Attitudes and laws that make multiple marriages (in sequence, of
course) difficult for the romantic and sentimental among us are archaic
obstacles that one learns to circumvent with the aid of weary judges
and clever attorneys.
Now, the absurdity of much of this lies in the fact that we pretend
that marriages of short duration must be contracted for life. Why not
permit a flexible contract perhaps for one or two or more years, with
period options to renew? If a couple grew disenchanted with their life
together, they would not feel trapped for life. They would not have to
anticipate and then go through the destructive agonies of divorce. They
would not have to carry about the stigma of marital failure, like the
mark of Cain on their foreheads. Instead of a declaration of war, they
could simply let their contract lapse, and while still friendly, be
free to continue their romantic quest. Sexualized romanticism is now so
fundamental to American life—and is bound to become even more so—that
marriage will simply have to accommodate itself to it in one way or
another. For a great proportion of us it already has.
What of the children in a society that is moving inexorably toward
consecutive plural marriages? Under present arrangements in which
marriages are ostensibly lifetime contracts and then are dissolved
through hypocritical collusions or messy battles in court, the children
do suffer. Marriage and divorce turn lovers into enemies, and the child
is left to thread his way through the emotional wreckage of his
parents' lives. Financial support of the children, mere subsistence; is
not really a problem in a society as affluent as ours. Enduring
emotional support of children by loving, healthy, and friendly adults
is a serious problem in America, and it is a desperately urgent problem
in many families where divorce is unthinkable. If the bitter and
poisonous denouement of divorce could be avoided by a frank acceptance
of short-term marriages, both adults and children would benefit. Any
time husbands and wives and ex-husbands and ex-wives treat each other
decently, generously, and respectfully, their children will benefit.
The braver and more critical among our teenagers and youthful adults
will still ask, But if the institution is so bad, why get married at
all?
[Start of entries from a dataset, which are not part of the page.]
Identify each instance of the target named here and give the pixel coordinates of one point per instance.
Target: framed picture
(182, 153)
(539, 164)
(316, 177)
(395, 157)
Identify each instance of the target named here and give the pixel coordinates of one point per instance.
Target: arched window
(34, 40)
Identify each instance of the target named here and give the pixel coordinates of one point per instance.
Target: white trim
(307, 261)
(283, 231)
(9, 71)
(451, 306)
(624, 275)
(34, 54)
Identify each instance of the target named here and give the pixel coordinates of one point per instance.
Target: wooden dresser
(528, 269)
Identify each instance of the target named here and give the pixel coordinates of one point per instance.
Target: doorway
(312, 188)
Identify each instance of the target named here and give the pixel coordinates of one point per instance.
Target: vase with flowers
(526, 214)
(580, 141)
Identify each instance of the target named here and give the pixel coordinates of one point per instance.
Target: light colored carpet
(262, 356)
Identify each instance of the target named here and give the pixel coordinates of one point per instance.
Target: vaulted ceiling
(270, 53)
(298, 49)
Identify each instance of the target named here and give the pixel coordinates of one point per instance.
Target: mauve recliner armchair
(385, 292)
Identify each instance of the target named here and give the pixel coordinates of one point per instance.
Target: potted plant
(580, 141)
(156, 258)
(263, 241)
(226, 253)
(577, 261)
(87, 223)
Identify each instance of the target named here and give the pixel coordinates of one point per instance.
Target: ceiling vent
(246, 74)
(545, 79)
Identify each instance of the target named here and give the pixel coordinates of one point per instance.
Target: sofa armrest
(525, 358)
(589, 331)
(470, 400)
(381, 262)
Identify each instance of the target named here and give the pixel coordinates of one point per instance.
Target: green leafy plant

This is a tough one to deal with. The social pressures pushing any
couple who live together into marriage are difficult to ignore even by
the most resolute rebel. It can be done, and many should be encouraged
to carry out their own creative experiments in living together in a
relationship that is wholly voluntary. If the demands of society to
conform seem overwhelming, the couple should know that simply to be
defined by others as married will elicit married-like behavior in
themselves, and that is precisely what they want to avoid. How do you
marry and yet live like gentle lovers, or at least like friendly
roommates? Quite frankly, I do not know the answer to that question.